We Live by the Work of Our Hands
Work has always been greatly esteemed in the Cistercian tradition, since it gives the monks the opportunity to follow in Christ’ footsteps and share in His Divine work of creation and restoration. This sometimes hard and redeeming work provides for our own livelihood and for our care of the poor. Here at Saint Joseph’s Abbey we have three major industries in which most all of the monks participate.
In the autumn of 1954 the monks who worked in the Abbey herb garden decided to make a batch of mint jelly. The mint had been abundant that year, and they wanted to put it to good use. Their homemade jelly was sent down the hill to be sold at the Porter’s Lodge. The response was enthusiastic. Soon the brothers experimented with other varieties of fruit and wine jellies, jams and preserves. And there were great hopes that jelly-making might prove to be a successful and compatible monastic industry.

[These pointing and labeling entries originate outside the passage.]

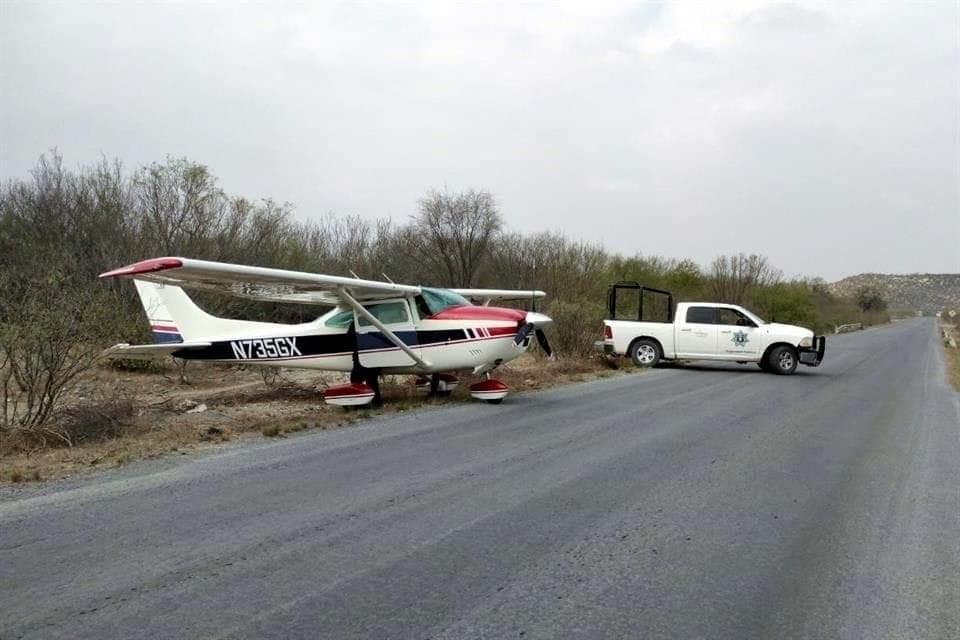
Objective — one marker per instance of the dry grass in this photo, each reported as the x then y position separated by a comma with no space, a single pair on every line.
953,355
239,405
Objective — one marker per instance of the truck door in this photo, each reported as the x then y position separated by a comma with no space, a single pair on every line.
736,335
375,349
697,332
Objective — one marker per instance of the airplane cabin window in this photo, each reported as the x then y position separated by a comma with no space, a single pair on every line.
387,313
439,299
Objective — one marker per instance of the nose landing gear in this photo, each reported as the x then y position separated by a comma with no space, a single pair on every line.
490,390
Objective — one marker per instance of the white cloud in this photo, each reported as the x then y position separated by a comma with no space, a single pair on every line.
687,129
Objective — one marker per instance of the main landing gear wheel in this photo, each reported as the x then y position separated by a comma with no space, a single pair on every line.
782,360
645,353
491,391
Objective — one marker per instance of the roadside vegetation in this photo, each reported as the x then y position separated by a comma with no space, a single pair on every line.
60,227
950,332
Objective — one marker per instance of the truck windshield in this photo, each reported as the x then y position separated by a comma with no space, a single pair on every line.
439,299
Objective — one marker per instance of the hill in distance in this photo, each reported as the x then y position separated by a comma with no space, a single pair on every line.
926,292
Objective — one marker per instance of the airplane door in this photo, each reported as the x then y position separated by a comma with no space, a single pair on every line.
376,350
736,334
697,333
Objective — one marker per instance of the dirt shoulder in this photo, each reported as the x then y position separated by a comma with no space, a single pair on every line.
167,416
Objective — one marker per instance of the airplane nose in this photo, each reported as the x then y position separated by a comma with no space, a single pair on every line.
539,319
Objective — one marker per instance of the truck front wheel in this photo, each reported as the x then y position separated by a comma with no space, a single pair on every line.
782,360
645,353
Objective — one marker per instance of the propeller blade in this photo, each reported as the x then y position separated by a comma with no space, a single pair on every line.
523,333
544,343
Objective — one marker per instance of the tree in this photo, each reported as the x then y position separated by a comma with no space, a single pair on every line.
869,298
453,233
733,279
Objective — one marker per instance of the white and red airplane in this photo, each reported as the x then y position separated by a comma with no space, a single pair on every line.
374,328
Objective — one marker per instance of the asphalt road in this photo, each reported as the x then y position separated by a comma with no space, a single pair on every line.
714,502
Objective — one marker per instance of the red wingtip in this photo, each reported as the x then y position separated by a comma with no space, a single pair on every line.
144,266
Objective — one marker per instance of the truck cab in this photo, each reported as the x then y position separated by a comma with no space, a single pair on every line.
655,329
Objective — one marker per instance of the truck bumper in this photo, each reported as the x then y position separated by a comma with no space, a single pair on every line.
601,346
813,356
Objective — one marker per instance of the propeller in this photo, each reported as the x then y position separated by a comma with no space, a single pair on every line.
523,333
541,337
544,343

The Founders of the Cistercian Order are said to have described themselves as pulchritudinis studium habentes – those intent on Beauty, the Beauty of holiness, the Beauty of God. For over fifty years The Holy Rood Guild has been creating vesture of beauty and distinction to fittingly express the reverence, love and devotion which the Church brings to her celebration of the Sacred Liturgy.
Trappist communities observe the counsel of the Rule of St. Benedict, a 6th century guide for monastic life, that stresses the importance of ora et labora or “pray and work.” Monks are encouraged to be self-supportive and offer charitable assistance to others by producing and selling goods to the public. We believe that our brewery project will be a successful and compatible monastic industry.